As part of putting Land and Agrarian question top on the agenda organised a Tribunal to expose the inequalities that exist in this country with institution of high learning, different types of movements, civil society organisations and legal fraternity. The strategic government departments were invited and engaged on the subject matter to account and to say exactly what are their positions and response to these challenges.

In the latest discussions we were reviewing the work of building Inyanda, recognised that the current moment is different from anti -apartheid period and therefore our conception and prosecution of building a mass movement must be different. We have not achieved the anticipated growth and impact, only the basics. Within Inyanda, there are some affiliates which resembles signs of success and others not. In our recruitment and mobilisation strategy, we did not disaggregate membership of backyard gardens from livestock and large farmers.

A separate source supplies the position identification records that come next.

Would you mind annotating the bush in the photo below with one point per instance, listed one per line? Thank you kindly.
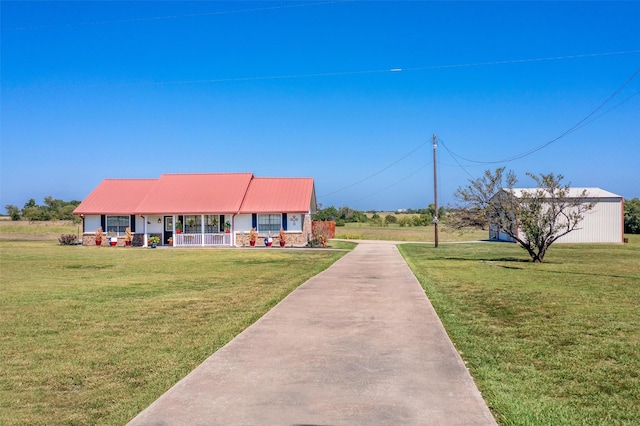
(632, 216)
(68, 239)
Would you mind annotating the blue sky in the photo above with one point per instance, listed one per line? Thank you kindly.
(94, 90)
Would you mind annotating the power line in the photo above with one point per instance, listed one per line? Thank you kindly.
(371, 71)
(374, 174)
(583, 122)
(167, 17)
(393, 184)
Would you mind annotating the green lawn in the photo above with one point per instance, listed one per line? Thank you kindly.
(93, 335)
(365, 231)
(556, 343)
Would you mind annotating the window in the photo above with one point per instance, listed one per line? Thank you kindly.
(118, 224)
(269, 223)
(193, 224)
(211, 223)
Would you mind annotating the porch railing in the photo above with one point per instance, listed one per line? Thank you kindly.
(202, 239)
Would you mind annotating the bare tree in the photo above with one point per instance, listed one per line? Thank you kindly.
(534, 218)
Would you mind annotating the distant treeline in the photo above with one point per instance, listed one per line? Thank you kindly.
(409, 217)
(52, 209)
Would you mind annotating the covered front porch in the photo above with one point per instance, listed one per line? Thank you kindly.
(193, 230)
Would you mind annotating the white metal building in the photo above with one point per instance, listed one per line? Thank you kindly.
(603, 224)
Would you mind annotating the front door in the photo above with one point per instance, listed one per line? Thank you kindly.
(168, 230)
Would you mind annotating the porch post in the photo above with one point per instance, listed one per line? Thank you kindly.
(144, 236)
(202, 230)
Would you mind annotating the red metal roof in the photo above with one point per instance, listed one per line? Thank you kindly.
(116, 196)
(224, 193)
(196, 194)
(273, 195)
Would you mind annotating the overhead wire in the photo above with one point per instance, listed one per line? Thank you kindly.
(583, 122)
(393, 184)
(167, 17)
(370, 71)
(374, 174)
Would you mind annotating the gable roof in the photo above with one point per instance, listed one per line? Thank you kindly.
(272, 195)
(196, 193)
(200, 193)
(115, 196)
(574, 192)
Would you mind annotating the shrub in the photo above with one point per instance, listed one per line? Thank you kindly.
(68, 239)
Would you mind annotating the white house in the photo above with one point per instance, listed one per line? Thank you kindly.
(208, 209)
(603, 224)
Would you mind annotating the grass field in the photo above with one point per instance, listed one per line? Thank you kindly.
(363, 231)
(556, 343)
(93, 335)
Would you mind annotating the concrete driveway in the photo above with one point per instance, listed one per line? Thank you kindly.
(358, 344)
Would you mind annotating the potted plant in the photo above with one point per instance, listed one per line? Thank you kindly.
(113, 239)
(154, 241)
(253, 236)
(99, 236)
(127, 237)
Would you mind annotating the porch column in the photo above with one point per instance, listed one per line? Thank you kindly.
(144, 228)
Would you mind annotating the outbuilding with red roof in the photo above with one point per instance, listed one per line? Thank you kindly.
(205, 209)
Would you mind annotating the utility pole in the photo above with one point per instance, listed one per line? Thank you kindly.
(435, 190)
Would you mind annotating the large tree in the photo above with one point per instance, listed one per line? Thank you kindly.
(542, 214)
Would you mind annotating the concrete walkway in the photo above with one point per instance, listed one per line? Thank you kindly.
(358, 344)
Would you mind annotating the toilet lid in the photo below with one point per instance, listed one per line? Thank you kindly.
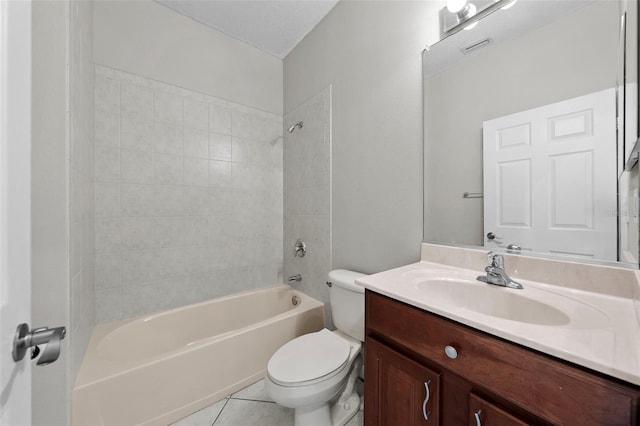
(309, 357)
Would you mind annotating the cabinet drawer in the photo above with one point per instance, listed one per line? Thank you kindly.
(556, 392)
(484, 413)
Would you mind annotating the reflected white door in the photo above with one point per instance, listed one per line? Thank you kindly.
(15, 194)
(550, 178)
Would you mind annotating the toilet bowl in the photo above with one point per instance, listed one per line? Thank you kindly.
(315, 374)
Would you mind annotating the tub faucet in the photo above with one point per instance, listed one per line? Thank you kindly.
(295, 278)
(496, 274)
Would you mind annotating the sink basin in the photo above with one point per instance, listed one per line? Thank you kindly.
(493, 301)
(461, 292)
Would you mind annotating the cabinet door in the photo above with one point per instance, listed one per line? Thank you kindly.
(484, 413)
(400, 391)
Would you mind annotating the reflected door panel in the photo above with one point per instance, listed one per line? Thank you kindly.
(550, 178)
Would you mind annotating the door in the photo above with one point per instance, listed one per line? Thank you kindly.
(403, 392)
(15, 195)
(550, 178)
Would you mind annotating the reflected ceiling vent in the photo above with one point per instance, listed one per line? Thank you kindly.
(478, 44)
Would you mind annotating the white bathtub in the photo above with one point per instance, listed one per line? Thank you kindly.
(157, 369)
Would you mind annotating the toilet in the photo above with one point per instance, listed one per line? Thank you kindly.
(316, 374)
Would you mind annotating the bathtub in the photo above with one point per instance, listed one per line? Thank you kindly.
(159, 368)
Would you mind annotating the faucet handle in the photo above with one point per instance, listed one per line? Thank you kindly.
(495, 260)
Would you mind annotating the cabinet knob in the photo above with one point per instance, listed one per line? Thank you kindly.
(451, 352)
(478, 421)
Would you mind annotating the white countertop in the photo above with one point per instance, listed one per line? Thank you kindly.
(603, 334)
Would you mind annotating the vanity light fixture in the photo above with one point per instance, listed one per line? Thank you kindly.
(508, 5)
(462, 8)
(463, 14)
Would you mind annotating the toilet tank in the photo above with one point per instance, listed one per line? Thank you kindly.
(346, 299)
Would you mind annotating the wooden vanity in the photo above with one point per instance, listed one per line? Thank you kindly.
(423, 369)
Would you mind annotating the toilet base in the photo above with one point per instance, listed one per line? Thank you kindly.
(337, 414)
(313, 416)
(342, 413)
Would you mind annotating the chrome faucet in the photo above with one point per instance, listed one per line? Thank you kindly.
(496, 274)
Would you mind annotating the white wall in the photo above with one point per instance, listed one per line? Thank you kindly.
(147, 39)
(81, 187)
(370, 53)
(62, 195)
(50, 202)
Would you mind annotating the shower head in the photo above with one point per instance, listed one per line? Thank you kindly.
(298, 125)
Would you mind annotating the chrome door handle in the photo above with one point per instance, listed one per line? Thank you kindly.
(426, 413)
(25, 339)
(478, 421)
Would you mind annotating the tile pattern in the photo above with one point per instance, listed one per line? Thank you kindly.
(248, 407)
(307, 185)
(188, 196)
(81, 187)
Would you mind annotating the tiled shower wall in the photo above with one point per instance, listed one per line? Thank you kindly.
(188, 196)
(307, 200)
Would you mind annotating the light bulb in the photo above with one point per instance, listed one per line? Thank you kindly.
(455, 6)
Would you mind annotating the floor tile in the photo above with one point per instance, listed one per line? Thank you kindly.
(239, 412)
(255, 392)
(357, 420)
(204, 417)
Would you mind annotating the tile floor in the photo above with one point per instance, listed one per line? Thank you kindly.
(249, 407)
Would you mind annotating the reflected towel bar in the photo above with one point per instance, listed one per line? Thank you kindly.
(472, 195)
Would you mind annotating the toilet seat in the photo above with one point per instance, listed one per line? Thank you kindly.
(309, 359)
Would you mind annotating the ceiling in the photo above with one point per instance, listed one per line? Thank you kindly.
(273, 26)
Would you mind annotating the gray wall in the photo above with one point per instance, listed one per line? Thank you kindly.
(62, 195)
(147, 39)
(574, 56)
(369, 52)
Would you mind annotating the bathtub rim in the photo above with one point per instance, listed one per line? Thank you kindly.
(102, 330)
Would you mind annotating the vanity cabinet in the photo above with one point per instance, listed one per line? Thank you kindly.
(504, 383)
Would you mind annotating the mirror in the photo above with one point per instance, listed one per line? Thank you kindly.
(520, 140)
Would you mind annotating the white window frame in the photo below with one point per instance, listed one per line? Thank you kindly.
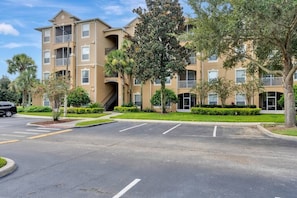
(212, 71)
(87, 47)
(137, 102)
(46, 57)
(240, 77)
(137, 82)
(211, 58)
(82, 76)
(47, 36)
(168, 81)
(210, 101)
(240, 98)
(85, 28)
(45, 76)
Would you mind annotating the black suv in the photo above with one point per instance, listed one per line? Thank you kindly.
(7, 108)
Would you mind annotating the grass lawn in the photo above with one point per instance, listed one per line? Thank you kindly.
(179, 116)
(69, 115)
(2, 162)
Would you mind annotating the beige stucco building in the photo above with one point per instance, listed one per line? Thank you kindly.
(80, 47)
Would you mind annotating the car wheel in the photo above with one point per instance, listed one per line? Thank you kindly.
(8, 114)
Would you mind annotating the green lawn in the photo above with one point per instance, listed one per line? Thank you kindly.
(69, 115)
(178, 116)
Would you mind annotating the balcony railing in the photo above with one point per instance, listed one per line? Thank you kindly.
(62, 61)
(271, 81)
(186, 83)
(63, 38)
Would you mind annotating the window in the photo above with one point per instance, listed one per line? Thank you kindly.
(213, 99)
(85, 53)
(85, 76)
(158, 81)
(193, 58)
(240, 76)
(212, 75)
(46, 101)
(46, 75)
(46, 36)
(240, 99)
(137, 99)
(85, 30)
(46, 57)
(137, 82)
(213, 58)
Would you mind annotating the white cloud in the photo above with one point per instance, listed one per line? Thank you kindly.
(8, 29)
(13, 45)
(114, 9)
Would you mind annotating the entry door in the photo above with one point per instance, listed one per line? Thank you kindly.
(271, 103)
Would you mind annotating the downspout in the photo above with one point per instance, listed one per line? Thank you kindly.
(95, 65)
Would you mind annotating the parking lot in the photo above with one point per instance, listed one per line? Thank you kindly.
(153, 159)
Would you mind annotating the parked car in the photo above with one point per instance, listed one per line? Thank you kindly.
(7, 108)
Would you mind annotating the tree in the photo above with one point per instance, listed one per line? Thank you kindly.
(78, 97)
(267, 27)
(223, 87)
(169, 97)
(156, 42)
(250, 88)
(7, 94)
(201, 90)
(54, 89)
(118, 61)
(26, 68)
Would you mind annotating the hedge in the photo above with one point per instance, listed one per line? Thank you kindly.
(80, 110)
(225, 111)
(126, 109)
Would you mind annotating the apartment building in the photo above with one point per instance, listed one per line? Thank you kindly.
(79, 47)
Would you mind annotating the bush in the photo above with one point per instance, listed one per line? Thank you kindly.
(80, 110)
(126, 109)
(225, 111)
(2, 162)
(35, 109)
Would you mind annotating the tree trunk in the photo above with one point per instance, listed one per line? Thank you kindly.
(163, 99)
(290, 113)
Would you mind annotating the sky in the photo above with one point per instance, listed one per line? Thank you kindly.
(19, 18)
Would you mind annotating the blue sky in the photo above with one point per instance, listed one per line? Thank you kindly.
(19, 18)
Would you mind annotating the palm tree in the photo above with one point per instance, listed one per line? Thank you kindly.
(26, 68)
(119, 62)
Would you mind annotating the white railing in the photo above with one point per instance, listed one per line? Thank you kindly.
(186, 83)
(63, 38)
(271, 81)
(62, 61)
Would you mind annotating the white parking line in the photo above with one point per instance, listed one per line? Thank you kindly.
(38, 130)
(25, 133)
(12, 135)
(122, 192)
(171, 129)
(214, 132)
(132, 127)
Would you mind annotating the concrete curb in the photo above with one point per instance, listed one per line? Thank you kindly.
(274, 135)
(9, 168)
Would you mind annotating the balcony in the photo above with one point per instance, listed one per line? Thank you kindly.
(272, 81)
(186, 83)
(62, 61)
(63, 38)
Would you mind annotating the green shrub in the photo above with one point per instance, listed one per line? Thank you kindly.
(225, 111)
(35, 109)
(2, 162)
(126, 109)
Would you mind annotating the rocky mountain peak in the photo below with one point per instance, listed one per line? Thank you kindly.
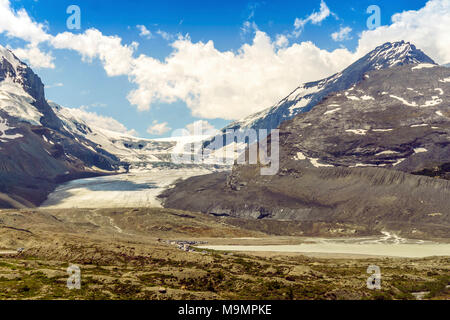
(18, 72)
(392, 54)
(308, 95)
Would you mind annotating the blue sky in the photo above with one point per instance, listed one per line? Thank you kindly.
(75, 82)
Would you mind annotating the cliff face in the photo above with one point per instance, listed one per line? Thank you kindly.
(36, 151)
(12, 68)
(363, 155)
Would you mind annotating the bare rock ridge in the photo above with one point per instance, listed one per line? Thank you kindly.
(36, 149)
(376, 153)
(308, 95)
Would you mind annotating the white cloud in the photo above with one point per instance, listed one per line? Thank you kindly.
(35, 57)
(342, 34)
(18, 24)
(201, 127)
(165, 35)
(117, 59)
(427, 28)
(248, 27)
(158, 128)
(144, 32)
(233, 84)
(98, 121)
(55, 85)
(230, 85)
(314, 18)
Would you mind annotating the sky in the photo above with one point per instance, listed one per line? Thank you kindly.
(150, 67)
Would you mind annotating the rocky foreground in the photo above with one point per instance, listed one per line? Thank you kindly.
(128, 254)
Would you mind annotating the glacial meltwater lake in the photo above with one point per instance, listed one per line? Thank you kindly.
(130, 190)
(389, 245)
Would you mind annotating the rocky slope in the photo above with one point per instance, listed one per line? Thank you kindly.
(308, 95)
(363, 155)
(36, 149)
(43, 144)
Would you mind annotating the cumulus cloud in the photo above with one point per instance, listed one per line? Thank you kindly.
(158, 128)
(230, 85)
(165, 35)
(144, 32)
(117, 58)
(314, 18)
(55, 85)
(233, 84)
(35, 57)
(18, 24)
(201, 127)
(93, 119)
(342, 34)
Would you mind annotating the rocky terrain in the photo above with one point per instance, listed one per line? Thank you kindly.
(128, 254)
(376, 154)
(43, 144)
(308, 95)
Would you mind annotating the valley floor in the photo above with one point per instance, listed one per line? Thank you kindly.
(135, 189)
(155, 254)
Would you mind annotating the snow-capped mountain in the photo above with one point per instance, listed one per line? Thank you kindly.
(43, 144)
(308, 95)
(376, 153)
(36, 150)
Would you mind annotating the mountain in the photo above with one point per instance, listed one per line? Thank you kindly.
(43, 144)
(36, 150)
(375, 154)
(308, 95)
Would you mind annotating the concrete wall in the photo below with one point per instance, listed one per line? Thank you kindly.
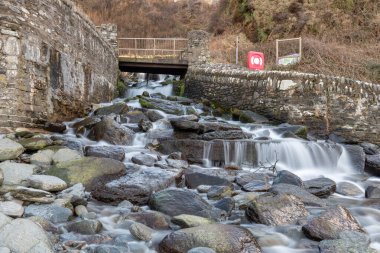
(53, 63)
(346, 107)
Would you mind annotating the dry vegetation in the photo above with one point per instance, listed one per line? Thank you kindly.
(341, 37)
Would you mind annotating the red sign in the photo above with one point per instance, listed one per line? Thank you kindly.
(255, 60)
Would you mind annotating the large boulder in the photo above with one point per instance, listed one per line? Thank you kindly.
(175, 202)
(135, 186)
(10, 149)
(280, 209)
(372, 164)
(330, 224)
(86, 169)
(112, 132)
(221, 238)
(24, 236)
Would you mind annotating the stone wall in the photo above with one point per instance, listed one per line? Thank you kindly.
(348, 108)
(54, 63)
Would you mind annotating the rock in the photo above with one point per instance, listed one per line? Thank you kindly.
(86, 169)
(145, 125)
(29, 237)
(218, 192)
(188, 221)
(154, 115)
(75, 195)
(110, 131)
(357, 157)
(348, 189)
(220, 238)
(330, 224)
(51, 212)
(36, 143)
(175, 202)
(307, 198)
(141, 232)
(66, 155)
(86, 227)
(10, 149)
(226, 204)
(201, 250)
(136, 186)
(372, 164)
(152, 219)
(372, 192)
(280, 209)
(32, 195)
(16, 173)
(286, 177)
(349, 241)
(47, 183)
(144, 159)
(320, 187)
(11, 208)
(55, 127)
(116, 153)
(119, 108)
(42, 158)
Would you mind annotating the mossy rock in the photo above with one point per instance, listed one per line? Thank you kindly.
(85, 170)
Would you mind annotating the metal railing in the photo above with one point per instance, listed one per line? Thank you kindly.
(152, 48)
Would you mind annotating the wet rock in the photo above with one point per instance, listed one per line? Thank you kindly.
(66, 155)
(175, 202)
(32, 195)
(141, 231)
(372, 192)
(152, 219)
(136, 186)
(307, 198)
(119, 108)
(51, 212)
(86, 169)
(280, 209)
(348, 241)
(330, 224)
(188, 221)
(10, 149)
(110, 131)
(145, 125)
(220, 238)
(372, 164)
(75, 195)
(55, 127)
(144, 159)
(218, 192)
(47, 183)
(16, 173)
(226, 204)
(29, 237)
(287, 177)
(42, 158)
(87, 227)
(357, 156)
(36, 143)
(320, 187)
(348, 189)
(116, 153)
(11, 208)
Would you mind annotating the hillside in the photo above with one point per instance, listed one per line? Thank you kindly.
(341, 37)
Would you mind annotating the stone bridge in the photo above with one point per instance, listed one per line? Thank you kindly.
(54, 63)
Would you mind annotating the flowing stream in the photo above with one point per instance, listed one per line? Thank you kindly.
(307, 159)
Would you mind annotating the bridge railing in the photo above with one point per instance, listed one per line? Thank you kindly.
(152, 48)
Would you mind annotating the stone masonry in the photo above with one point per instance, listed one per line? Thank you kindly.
(54, 63)
(346, 107)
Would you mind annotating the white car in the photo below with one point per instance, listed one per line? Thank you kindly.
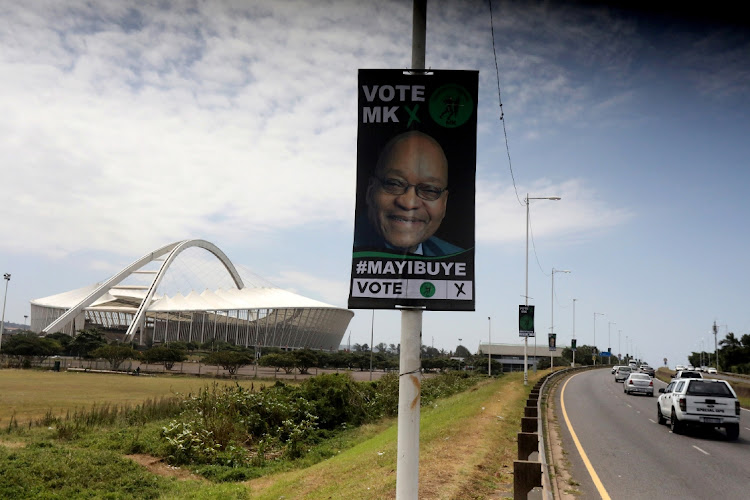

Recognising challenges of building movements in the context of mass poverty and inequality accompanying by a challenging political environment (a rallying call), we change our approach in which we recognise a need to provide benefits. And, thus, agro-ecology becomes central in our organising strategy. Included in this will be visibility in public policy and advocacy on key issues such as access to land and water. Various sectors such as livestock, farm workers, etc. will continue to meet as sectors to reflect on their issues and these consolidated in a national platform in which solidarity actions are coordinated and sharing of lessons and perspectives takes place. The internal restructuring process will result in capable staff that will lead and drive the building of Inyanda National Land Movement.

The International Photo Exhibition commenced to expose the deepened poverty and Inequalities in South Africa was organised by TCOE. This included delegation of staff TCOE and movements’ delegates to go to various countries that include West and East Germany and present the case of South Africa using the photos that depict poverty as evidence. It is true that this process has not just strengthened relations between TCOE and the other parts of the world but raised its profile and footprint.

[ABOVE] National Strat Plan – 2023

The struggles against Austerity Budget, budget cuts on essential services cannot be undermined, working with a strategic partner like AIDC, Left Socialists Organisations, Individuals and the Labour Movements, at all levels (locally, provincially and nationally) These struggles had contributed massively in building leadership that can lead and give strategic direction. Lastly the least is long but the struggles for access to marine resources and fight against the extraction of commons and seismic blasts that resulted in court cases are also a measure stick of our successes and victories of with other formations with likeminded vision and mission.